Sunday, 29 March 2026

The craft of the connection

Now, you know I’m not one to blow my own trumpet – oops sorry, my nose has just started growing – but though I do say it myself last Thursday night’s quiz which saw me acting as question master seemed to go down quite well in the weekly quiz in the rugby club.

Several times in the last few years I’ve said words to the effect of the only gimmick you need in a quiz is good, interesting questions that you’ve checked the answers of which have been carefully worded to make them as clear as possible, covering a wide spectrum of subjects to provide something for everyone. I stick by that – it’s the best gimmick you can possibly have. But I will admit that I do tend to use a specific gimmick whenever I do a quiz for the club now and that is the connections gimmick. You know how it works I’m sure. You ask, let’s say three questions all seemingly unconnected. Then for the next question, you ask what connects the previous 3 answers. So for example if you asked –

Who duetted with Monserrat Caballe on Barcelona?

What is the name of the trophy awarded to the winner of the ladies’ singles at Wimbledon

Whose real name is Peter Gene Hernandez?

answers of Freddie Mercury, Venus Rosewater Dish and Bruno Mars would give you planets of the solar system or roman deities.

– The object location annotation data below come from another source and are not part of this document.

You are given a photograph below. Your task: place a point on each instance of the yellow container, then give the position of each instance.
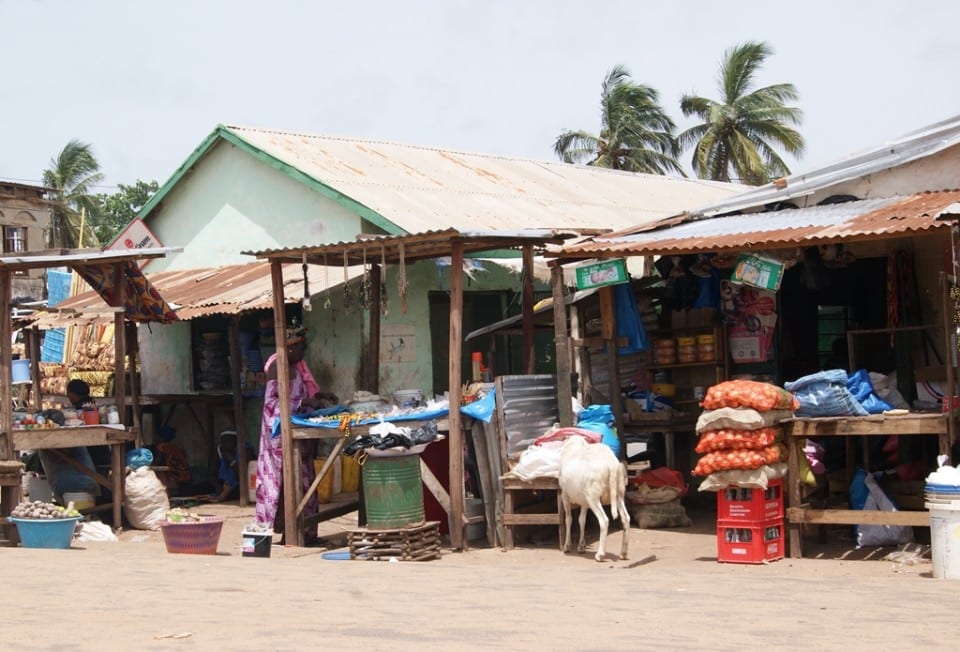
(325, 488)
(350, 470)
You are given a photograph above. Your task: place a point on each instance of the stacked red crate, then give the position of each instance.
(750, 524)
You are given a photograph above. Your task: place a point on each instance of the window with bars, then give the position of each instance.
(14, 239)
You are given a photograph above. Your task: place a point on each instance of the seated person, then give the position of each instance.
(63, 476)
(178, 476)
(228, 472)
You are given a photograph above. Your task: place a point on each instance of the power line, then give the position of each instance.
(39, 182)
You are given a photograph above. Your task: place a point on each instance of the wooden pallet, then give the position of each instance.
(415, 543)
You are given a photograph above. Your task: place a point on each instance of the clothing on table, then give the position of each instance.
(270, 460)
(63, 477)
(304, 370)
(175, 459)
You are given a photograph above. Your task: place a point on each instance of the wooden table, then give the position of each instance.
(799, 429)
(343, 506)
(116, 437)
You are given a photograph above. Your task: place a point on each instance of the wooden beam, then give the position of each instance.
(857, 517)
(561, 341)
(6, 393)
(529, 354)
(291, 492)
(236, 355)
(455, 380)
(373, 349)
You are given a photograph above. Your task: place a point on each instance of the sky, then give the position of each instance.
(145, 82)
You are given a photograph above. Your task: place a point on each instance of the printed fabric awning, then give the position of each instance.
(142, 302)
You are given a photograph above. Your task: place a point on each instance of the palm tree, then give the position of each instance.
(740, 134)
(72, 176)
(636, 134)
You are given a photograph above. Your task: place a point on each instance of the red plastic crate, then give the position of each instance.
(744, 543)
(751, 505)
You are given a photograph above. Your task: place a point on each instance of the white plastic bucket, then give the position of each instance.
(409, 398)
(81, 499)
(252, 481)
(945, 537)
(20, 370)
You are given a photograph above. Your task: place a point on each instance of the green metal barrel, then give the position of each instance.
(392, 492)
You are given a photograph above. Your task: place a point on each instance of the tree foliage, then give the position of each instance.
(741, 133)
(636, 134)
(72, 175)
(115, 211)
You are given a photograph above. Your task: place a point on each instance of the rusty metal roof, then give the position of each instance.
(918, 144)
(193, 293)
(398, 249)
(868, 219)
(412, 189)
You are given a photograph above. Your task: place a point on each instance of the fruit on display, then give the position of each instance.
(40, 510)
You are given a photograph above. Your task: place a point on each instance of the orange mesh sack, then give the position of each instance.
(749, 394)
(727, 439)
(724, 460)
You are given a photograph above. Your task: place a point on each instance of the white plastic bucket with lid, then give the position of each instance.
(944, 534)
(20, 371)
(407, 398)
(81, 499)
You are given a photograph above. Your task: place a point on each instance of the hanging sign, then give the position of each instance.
(758, 271)
(606, 272)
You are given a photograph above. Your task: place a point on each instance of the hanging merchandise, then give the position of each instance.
(384, 301)
(306, 286)
(326, 283)
(402, 280)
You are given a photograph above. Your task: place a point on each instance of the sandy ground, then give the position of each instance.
(671, 594)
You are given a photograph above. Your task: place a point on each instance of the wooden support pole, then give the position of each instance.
(33, 352)
(6, 374)
(608, 328)
(290, 489)
(455, 380)
(561, 341)
(119, 343)
(235, 370)
(373, 350)
(529, 354)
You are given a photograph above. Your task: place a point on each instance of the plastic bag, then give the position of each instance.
(145, 502)
(879, 535)
(139, 457)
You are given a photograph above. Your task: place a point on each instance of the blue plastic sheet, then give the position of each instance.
(482, 409)
(629, 324)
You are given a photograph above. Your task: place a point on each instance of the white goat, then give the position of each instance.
(591, 476)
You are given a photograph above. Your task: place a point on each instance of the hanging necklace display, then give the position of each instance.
(365, 284)
(326, 283)
(347, 290)
(307, 307)
(402, 280)
(384, 302)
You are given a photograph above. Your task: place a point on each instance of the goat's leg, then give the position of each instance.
(625, 521)
(583, 529)
(567, 520)
(597, 508)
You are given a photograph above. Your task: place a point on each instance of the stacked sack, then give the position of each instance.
(738, 428)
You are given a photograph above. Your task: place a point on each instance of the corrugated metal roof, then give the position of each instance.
(394, 249)
(196, 293)
(915, 145)
(418, 188)
(848, 222)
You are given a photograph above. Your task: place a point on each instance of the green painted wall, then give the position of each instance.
(337, 334)
(231, 202)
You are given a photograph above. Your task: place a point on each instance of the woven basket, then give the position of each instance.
(194, 538)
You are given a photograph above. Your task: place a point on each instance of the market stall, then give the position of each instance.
(399, 250)
(116, 277)
(873, 278)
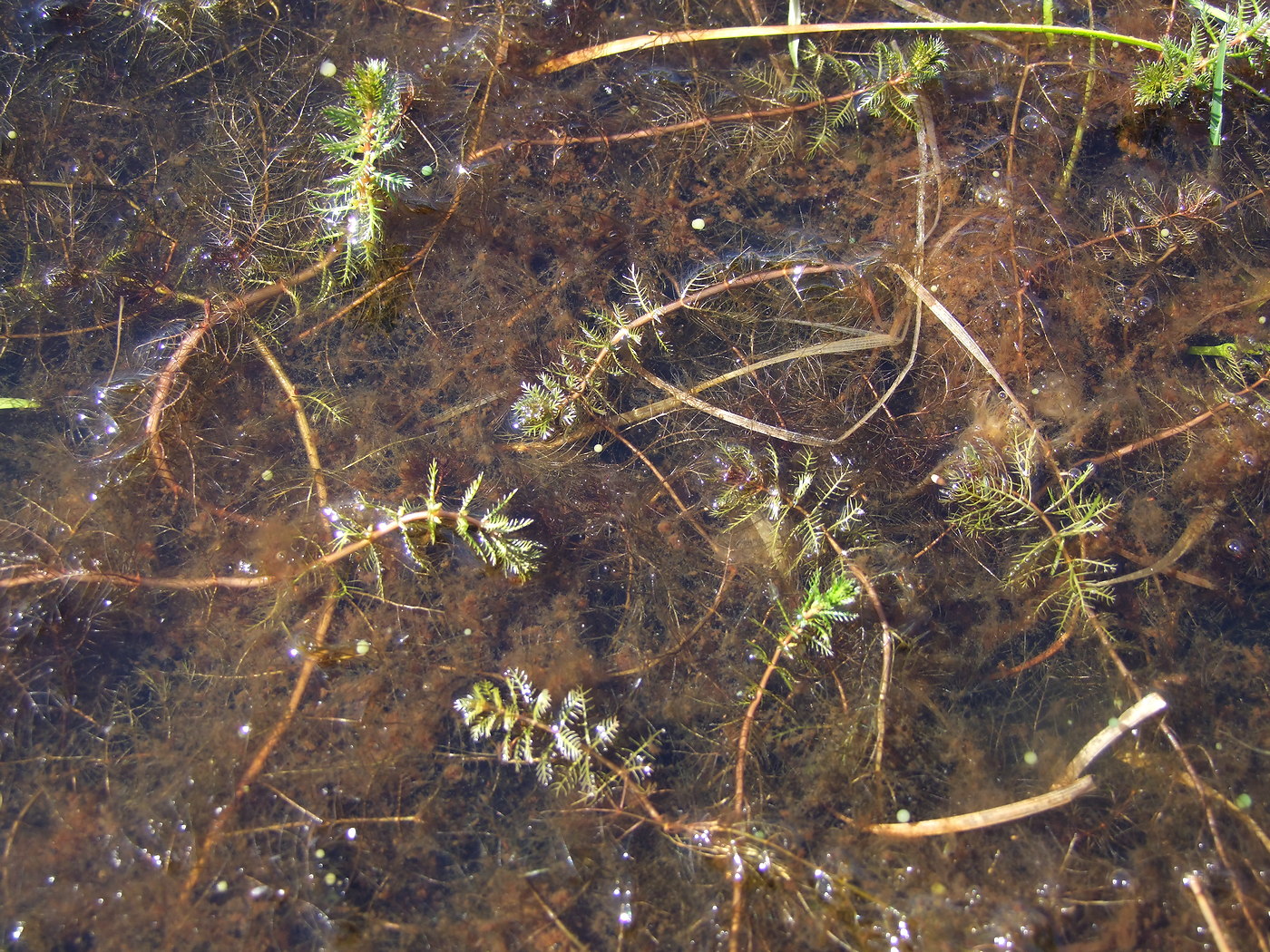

I am happy to claim that I introduced connections to the rugby club 30 years ago. I didn’t come up with the idea independently – I had it from Geoff Evans of the Neath Quiz League of years gone by. It proved popular and up until lockdown when I was a regular setter I would use it once in every three quizzes that I made. Since lockdown I have only set quizzes when I’ve been asked to, and I use it pretty much every time I do.

Why? Well, it would nice to say I do it because people enjoy it and it makes for a good quiz. I think that people do enjoy it and it does make a good quiz if you take time and trouble to get it right. But that’s not the main reason. No, the main reason is that I enjoy the mental challenge of putting them together. It keeps me interested. For every two or three connections I come up with that work and will get asked, there are always a couple that I just can’t quite get to work. You have to be ruthless at such a time. If it doesn’t quite work, it’s no good to you and you have to chuck it out and find something else that does work.

And it is a challenge. Without care and dare I say it a certain level of ability you can end up making connections that are unsatisfying, obscure or downright unsolvable. The guys on my team get it. With a good connection, once you’ve got it, this can give you clues to any part of it you haven’t answered. With a good connection, if you have all parts of it correct then it should be gettable for the vast majority of teams. Sadly, though, not everybody does. I always groan inwardly (and sometimes outwardly) when setters from other teams try to do connections. In particular the very, very nice guy that we think of as Captain Slapdash. This is horrible, but pretty much every way you can think of to butcher a connection, he often does it. He is capable of making a perfectly good connection but he just doesn’t seem to be able to filter out the wheat from the chaff, or more precisely, the decent connections from the utter pigswill. I do wonder why he persists in doing them. When you do the quiz you can get a feel for what’s going down well and what isn’t. Is it stubborn bloody mindedness? I’ve no idea and you’ll appreciate that it’s not the sort of thing I could ever bring myself to ask him.